Кинанжуи не вымолвил ни слова и даже бровью не повел, пока я не наговорила комплиментов его автомобилю. Он гордо смотрел вдаль, позволяя мне любоваться его царственным профилем, годным на барельеф. Когда я обошла машину спереди, Кинанжуи сменил позу, чтобы оставаться ко мне в профиль. Возможно, он и впрямь подражал изображению короля на монете. Шофером вождю служил один из его сыновей, и от мотора валил густой пар.

По окончании церемонии я пригласила Кинанжуи выйти из машины.

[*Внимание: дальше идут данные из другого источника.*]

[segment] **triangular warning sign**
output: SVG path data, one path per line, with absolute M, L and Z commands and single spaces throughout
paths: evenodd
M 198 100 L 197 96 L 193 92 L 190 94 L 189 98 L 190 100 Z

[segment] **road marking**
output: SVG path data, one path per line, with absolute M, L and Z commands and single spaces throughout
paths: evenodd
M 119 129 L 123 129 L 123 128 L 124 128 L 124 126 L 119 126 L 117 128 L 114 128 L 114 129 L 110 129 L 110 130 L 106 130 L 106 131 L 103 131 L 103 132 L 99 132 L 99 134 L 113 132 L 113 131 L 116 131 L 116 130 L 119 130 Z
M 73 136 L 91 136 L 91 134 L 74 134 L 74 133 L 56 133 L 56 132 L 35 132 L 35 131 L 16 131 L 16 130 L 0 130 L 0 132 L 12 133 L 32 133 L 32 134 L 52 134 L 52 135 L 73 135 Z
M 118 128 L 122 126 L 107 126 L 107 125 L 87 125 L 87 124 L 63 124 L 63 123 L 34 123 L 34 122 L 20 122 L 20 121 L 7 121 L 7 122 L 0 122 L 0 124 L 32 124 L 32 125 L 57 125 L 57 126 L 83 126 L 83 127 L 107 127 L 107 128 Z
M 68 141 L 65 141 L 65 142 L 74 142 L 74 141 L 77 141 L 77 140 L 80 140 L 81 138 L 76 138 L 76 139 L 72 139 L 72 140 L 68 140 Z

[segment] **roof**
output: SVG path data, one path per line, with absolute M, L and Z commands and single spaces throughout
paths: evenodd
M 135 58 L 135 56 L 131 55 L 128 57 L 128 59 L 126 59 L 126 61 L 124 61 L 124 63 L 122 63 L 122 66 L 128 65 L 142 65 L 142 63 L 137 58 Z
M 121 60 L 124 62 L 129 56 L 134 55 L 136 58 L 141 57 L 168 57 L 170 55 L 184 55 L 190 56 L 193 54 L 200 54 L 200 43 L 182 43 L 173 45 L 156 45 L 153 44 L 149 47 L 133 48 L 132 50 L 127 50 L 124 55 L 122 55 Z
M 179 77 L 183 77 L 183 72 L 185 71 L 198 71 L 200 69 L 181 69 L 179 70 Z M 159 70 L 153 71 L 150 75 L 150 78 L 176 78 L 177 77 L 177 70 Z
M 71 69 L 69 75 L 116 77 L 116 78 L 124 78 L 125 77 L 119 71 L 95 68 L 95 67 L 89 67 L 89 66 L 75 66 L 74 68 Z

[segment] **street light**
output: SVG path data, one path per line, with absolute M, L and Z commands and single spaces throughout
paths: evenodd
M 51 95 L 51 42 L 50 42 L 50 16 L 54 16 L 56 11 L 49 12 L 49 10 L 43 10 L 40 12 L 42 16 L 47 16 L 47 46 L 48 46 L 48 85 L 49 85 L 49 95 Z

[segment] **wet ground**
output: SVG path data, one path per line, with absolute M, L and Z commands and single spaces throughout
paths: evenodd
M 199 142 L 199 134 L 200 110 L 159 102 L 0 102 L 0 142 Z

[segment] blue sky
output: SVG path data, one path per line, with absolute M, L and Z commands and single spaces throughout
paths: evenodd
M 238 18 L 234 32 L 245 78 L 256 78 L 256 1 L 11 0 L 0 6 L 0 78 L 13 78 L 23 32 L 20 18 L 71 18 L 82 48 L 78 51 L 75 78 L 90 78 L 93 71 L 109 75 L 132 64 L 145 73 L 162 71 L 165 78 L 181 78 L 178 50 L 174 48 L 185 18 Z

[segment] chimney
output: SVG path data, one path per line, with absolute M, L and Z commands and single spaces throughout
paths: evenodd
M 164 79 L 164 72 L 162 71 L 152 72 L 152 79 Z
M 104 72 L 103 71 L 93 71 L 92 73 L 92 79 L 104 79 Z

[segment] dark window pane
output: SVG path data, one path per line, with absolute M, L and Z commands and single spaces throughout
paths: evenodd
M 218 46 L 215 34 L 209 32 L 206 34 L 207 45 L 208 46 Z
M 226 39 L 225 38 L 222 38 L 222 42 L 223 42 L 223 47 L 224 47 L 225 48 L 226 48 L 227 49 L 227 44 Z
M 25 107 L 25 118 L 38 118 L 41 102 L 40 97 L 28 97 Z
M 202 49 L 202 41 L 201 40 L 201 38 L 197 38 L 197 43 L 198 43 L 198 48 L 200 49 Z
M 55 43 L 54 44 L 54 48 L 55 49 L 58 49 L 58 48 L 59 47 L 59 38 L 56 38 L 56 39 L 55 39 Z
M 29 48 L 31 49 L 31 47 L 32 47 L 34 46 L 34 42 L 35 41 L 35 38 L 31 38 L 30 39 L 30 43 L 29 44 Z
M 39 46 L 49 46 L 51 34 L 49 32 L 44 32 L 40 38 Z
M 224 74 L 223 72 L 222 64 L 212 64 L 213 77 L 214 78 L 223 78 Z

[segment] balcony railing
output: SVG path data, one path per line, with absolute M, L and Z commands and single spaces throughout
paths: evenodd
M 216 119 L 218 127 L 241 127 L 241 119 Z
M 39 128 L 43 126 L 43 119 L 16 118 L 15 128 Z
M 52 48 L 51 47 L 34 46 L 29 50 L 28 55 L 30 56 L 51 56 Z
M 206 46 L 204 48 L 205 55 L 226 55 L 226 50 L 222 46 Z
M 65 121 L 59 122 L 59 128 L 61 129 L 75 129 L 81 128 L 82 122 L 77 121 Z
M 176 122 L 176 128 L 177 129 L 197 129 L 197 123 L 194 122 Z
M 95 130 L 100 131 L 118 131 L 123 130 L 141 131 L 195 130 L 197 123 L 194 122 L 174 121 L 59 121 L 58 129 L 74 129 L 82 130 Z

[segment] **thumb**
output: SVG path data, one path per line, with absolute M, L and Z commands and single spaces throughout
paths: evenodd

Он величественным жестом подобрал полы плаща, сошел на землю и сразу переместился на две тысячи лет назад, в мир кикуйю, алчущих справедливости.

В западной стене моего дома было сделано каменное сиденье, перед которым помещался стол, вытесанный из жернова. Этот каменный жернов имел трагическую историю, так как был верхним жерновом мельницы, принадлежавшей убитым индусам. После убийства никто не смел подходить к мельнице, и она долгое время пустовала, поэтому я решила воспользоваться жерновом, чтобы сделать каменный стол, напоминающий мне о Дании. Индусы рассказывали мне, что их жернов приплыл по морю из Бомбея, так как африканские камни недостаточно твердые, чтобы служить дробилками. На камень был нанесен какой‑то рисунок, соседствовавший с несколькими бурыми пятнами – по словам слуг, остатками крови индусов.

Стол из каменного жернова представлял собой в некотором роде центр фермы, ибо я восседала за ним, ведя переговоры со своими африканцами. Сидя на каменном сиденье за каменным столом, мы с Денисом Финч‑Хаттоном наблюдали однажды на Новый Год месяц и планеты Венеру и Юпитер близко друг от друга; то было настолько восхитительное зрелище, что трудно было поверить в его реальность; с тех пор мне больше ни разу не доводилось его наблюдать.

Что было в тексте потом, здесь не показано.